Seaga bio coming soon

Published: Sunday | August 16, 2009


Howard Campbell, Gleaner Writer


Seaga

Edward Seaga and The Challenges of Modern Jamaica, a biography on Jamaica's fifth prime minister, is to be released in November by the University of the West Indies (UWI) Press.

The 480-page book is written by professor Patrick E. Bryan, a lecturer in the faculty of humanities and education at UWI's Mona campus.

Bryan told The Gleaner that he began work on the book in 2005 when he conducted the first in a series of interviews with Seaga, who was prime minister from 1980 to 1989. He also spoke to some of his political protégés and rivals including Jeanette Grant-Woodham of the Jamaica Labour Party (JLP) and Maxine Henry-Wilson of the People's National Party (PNP).

Bryan said he went all out to present the authentic Seaga.

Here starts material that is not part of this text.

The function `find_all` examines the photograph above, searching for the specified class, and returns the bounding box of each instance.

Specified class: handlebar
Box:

The positives include his contribution to the development of independent Jamaica, but he also details the polarising impact Seaga had on the country's politics during the 1970s when he tried to wrest power from socialist prime minister Michael Manley.

untreated fairly

"He has been demonised, I don't think he has been treated fairly. More and more people are seeing that he has made a significant contribution to Jamaica," Bryan said. He added that Seaga, as leader of the opposition JLP in the 1970s, hurt the country with "unnecessary" accusations that Manley was leading Jamaica on the road to communism. The Cold War scenario in Jamaica at the time triggered bloody fighting between supporters of the JLP and PNP, resulting in the deaths of hundreds of persons.

Linda Speth, general manager at the UWI Press, says the initial print run of Edward Seaga and The Challenges of Modern Jamaica will be 2,000 copies. Already, she says they have received orders from the Caribbean, Canada, the United States and Britain.

Born in New York City in 1930 to Jamaican parents, Seaga returned to Jamaica as an infant and attended Wolmer's Boys' School and later Harvard University where he studied anthropology.

After serving as a minister in the administrations of prime ministers Sir Alexander Bustamante, Donald Sangster and Hugh Shearer, Seaga assumed leadership of the JLP in 1974 and was elected prime minister in October 1980.

He retired from politics in January 2005.